Dole, a blend of pinot noir (at least 70%) and gamay, offers a combination of light fruit and earthiness. One of my favorites — Bétrisey & Albrecht 2015 Sang Barbare Dole — was served at a lovely outdoor lunch at the unlikely-looking Motel Restaurant Treize Etoiles in St Léonard, where we all had excellent beef fondue (sliced beef cooked in a fondue pot of broth). It started with a big, earthy aroma but lightened on a palate of bright fruit and earthiness; it was, typically, 70% pinot noir and 30% gamay.

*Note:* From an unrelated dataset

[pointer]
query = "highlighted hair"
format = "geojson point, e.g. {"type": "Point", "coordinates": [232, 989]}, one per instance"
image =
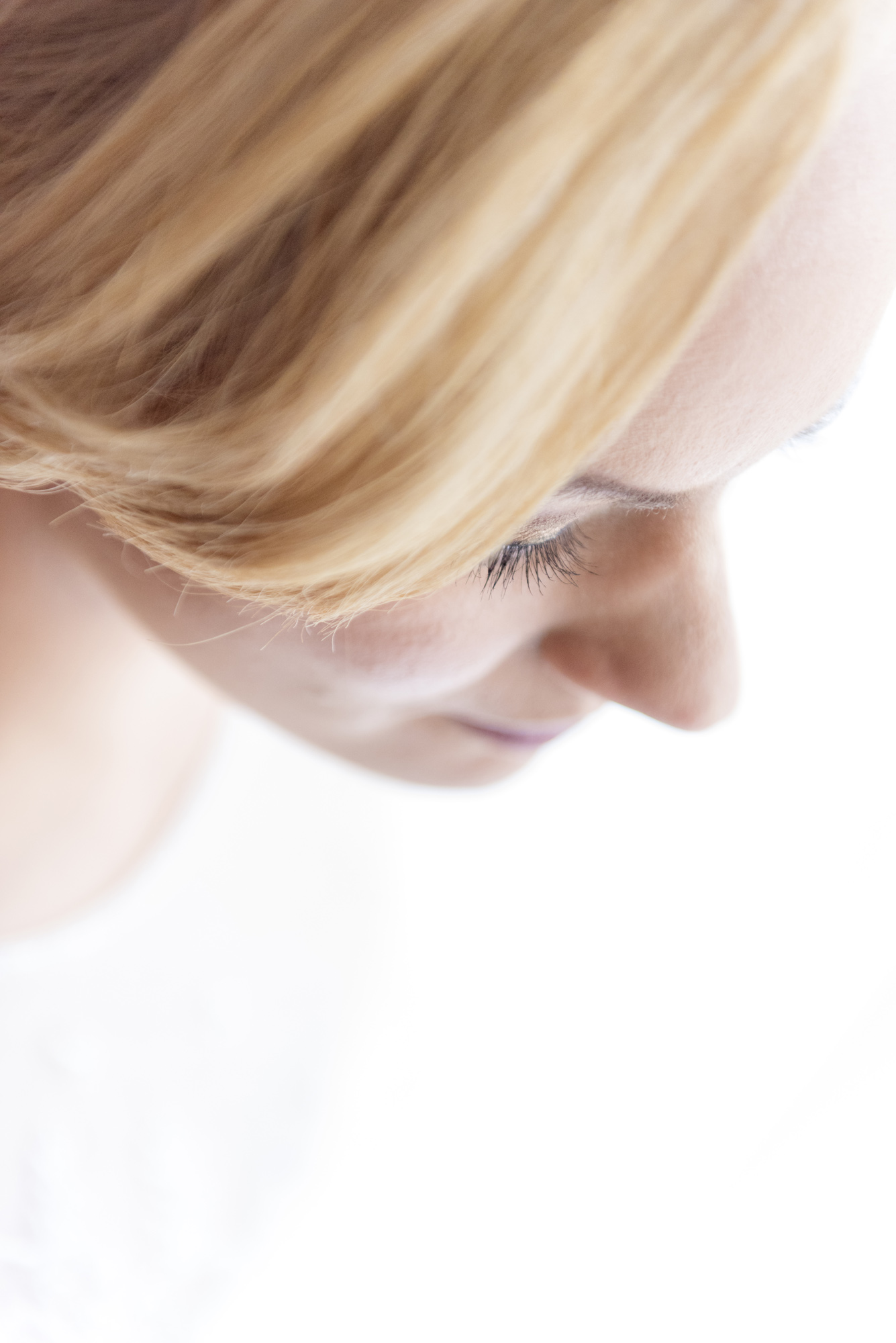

It’s easy to find vineyards and tasting rooms near Geneva

The region of Geneva itself has vineyards and wineries. To the east is the canton (province) of Vaud, which produces about a quarter of all Swiss wines every year. Just east of Vaud, the southern canton Valais produces the most wines of any region in Switzerland: 33%. It extends along the Rhone River for over 60 miles, with vineyards on both sides, mainly on steep hillsides. And it’s visually spectacular; in late spring and summer the valley floor is leafy green, but every time I lifted my head I was astounded once again by the magnificence of the snowcapped Alps behind the vineyard hills.

[The other three Swiss wine-producing areas are farther away from Geneva. The French-speaking Three Lakes region north of Vaud produces 7% of Switzerland’s wine. The Italian-speaking region Ticino near the Italian border produces 8%. And the German-speaking area in the northeastern part of Switzerland produces 18% of the wine.]

Wine and Cheese pairings abound

Not just famous for chocolate, Switzerland is also known for its great dairy products. You won’t see anything labeled “Swiss cheese” in Switzerland, but that’s the type of cheese they use to make their famed cheese fondue and raclette dishes: large, aged rounds with a nutty complex flavor and small bubbles of air sprinkled throughout the cheese. The raclette I had was made with two different cheeses, melted alternately: Aletsch and the Valais Val d’Or. Definitely try the white wines – well as the reds — with the cheese dishes.